I would propose general registers whose contents would contribute to effective address calculation. I am queasy about full IEEE floating point for that would shoot my entire complexity budget. IEEE floating specs are rather heavier than the entire 701 manual. I might consider an abbreviated floating spec with function about like the IBM 704 which would serve most purposes. Perhaps eliminating many corner cases while retaining the plain real numbers IEEE formats can denote. I would propose some simple but deterministic floating semantics perhaps following the IBM 360 style of floating semantics that is parasitic on properties of real numbers.
Much of the software we want to preserve produces pixels and so an optional pixel output mechanism is needed. Square pixels with three fixed size color components seem simple, efficient and familiar to modern software. I suppose that input in this format is also suitable. 16 bit sound samples at some fixed, or perhaps specifiable sample frequency is another option. The latter would also serve quite a range of other analog IO. I suspect that the new touch-screen input modes, while important, are too new to consider yet.
I have no idea that such a platform as this would necessarily exclude proprietary formats, programs or data, but I wonder what 100 or 1000 year old data property might mean. I shudder.
An operand stack discipline (RPN) is an attractive plan but I don’t want to fix on that yet. Extant intermediary complier formats or extant VM byte codes may be right. There are LLVM, JVM, .net formats that probably have at least ideas to contribute. I suspect that the specs of each of those are at least an order of magnitude too big however.
I like the idea of redundant specs. The figure of merit is not the sum of the sizes of these redundant specs, but more the minimum of these sizes. The minimum is not really right, however, because some such specs will depend on complex prerequisites such as the lore of denotational semantics, the specs of some extant language, or some other obscure discipline. Obscure disciplines will reveal difficulties not evident in other disciplines. Redundant specs can achieve durability especially if redundant implementations become available against which to test applications intended for archiving.

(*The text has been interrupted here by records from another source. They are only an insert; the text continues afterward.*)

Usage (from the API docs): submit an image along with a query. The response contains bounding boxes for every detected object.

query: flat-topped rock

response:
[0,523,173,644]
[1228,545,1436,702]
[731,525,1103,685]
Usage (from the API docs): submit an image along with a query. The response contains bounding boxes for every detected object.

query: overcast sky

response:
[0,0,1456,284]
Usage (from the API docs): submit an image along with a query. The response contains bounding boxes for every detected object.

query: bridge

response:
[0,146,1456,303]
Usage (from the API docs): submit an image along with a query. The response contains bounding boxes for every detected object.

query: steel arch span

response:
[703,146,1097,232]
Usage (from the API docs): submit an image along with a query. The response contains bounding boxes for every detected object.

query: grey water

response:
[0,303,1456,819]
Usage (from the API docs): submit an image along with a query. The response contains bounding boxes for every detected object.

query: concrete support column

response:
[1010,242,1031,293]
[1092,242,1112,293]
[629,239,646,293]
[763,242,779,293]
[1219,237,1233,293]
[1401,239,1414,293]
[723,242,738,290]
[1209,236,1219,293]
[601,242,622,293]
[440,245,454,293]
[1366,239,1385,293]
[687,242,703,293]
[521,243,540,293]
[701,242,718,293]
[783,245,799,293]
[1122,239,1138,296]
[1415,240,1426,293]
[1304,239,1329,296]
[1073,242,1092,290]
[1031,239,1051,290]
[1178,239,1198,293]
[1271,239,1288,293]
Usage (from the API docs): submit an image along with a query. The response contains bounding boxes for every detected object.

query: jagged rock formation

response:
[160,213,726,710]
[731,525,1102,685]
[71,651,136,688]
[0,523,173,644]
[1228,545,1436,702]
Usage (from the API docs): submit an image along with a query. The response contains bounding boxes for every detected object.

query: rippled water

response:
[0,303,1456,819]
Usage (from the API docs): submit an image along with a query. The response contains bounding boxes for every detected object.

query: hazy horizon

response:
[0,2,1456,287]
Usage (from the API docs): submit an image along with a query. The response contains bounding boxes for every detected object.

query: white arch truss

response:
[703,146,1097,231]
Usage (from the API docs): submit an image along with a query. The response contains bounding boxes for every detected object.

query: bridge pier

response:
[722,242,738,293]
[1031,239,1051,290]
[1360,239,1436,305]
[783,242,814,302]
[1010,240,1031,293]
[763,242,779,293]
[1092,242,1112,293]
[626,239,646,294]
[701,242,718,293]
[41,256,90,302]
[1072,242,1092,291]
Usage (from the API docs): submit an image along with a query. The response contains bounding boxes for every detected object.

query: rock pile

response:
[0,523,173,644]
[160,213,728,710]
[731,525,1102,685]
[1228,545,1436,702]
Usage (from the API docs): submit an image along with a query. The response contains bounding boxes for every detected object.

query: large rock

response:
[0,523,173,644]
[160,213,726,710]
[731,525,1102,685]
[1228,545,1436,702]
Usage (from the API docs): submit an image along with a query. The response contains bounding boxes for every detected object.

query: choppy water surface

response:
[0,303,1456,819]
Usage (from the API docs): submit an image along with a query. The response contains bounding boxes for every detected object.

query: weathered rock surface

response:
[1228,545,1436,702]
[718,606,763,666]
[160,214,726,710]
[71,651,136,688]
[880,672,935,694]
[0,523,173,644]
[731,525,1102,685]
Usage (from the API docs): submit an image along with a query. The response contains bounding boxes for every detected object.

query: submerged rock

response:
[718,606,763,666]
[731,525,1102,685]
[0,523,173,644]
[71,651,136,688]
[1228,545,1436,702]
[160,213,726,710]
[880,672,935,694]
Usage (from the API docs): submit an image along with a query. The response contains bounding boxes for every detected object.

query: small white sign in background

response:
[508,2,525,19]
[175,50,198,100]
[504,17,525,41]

Perhaps another option is a protection mode suitable for kernels. This might serve to support combinations of OSes and applications with incestuous relationships. I hope that most applications would run on the platform with at most a few standard libraries implemented upon the platform without features like multi-threading or any other handshaking with the kernel. I should think that stack discipline is purely an application issue and that the instruction set would support all the common stack ideas.
Don Knuth’s MIX architecture should be considered.
I purposely avoid a design that wants to be implemented in silicon, for that would soon drag the design in the direction of complexity; simplicity is the prime goal here.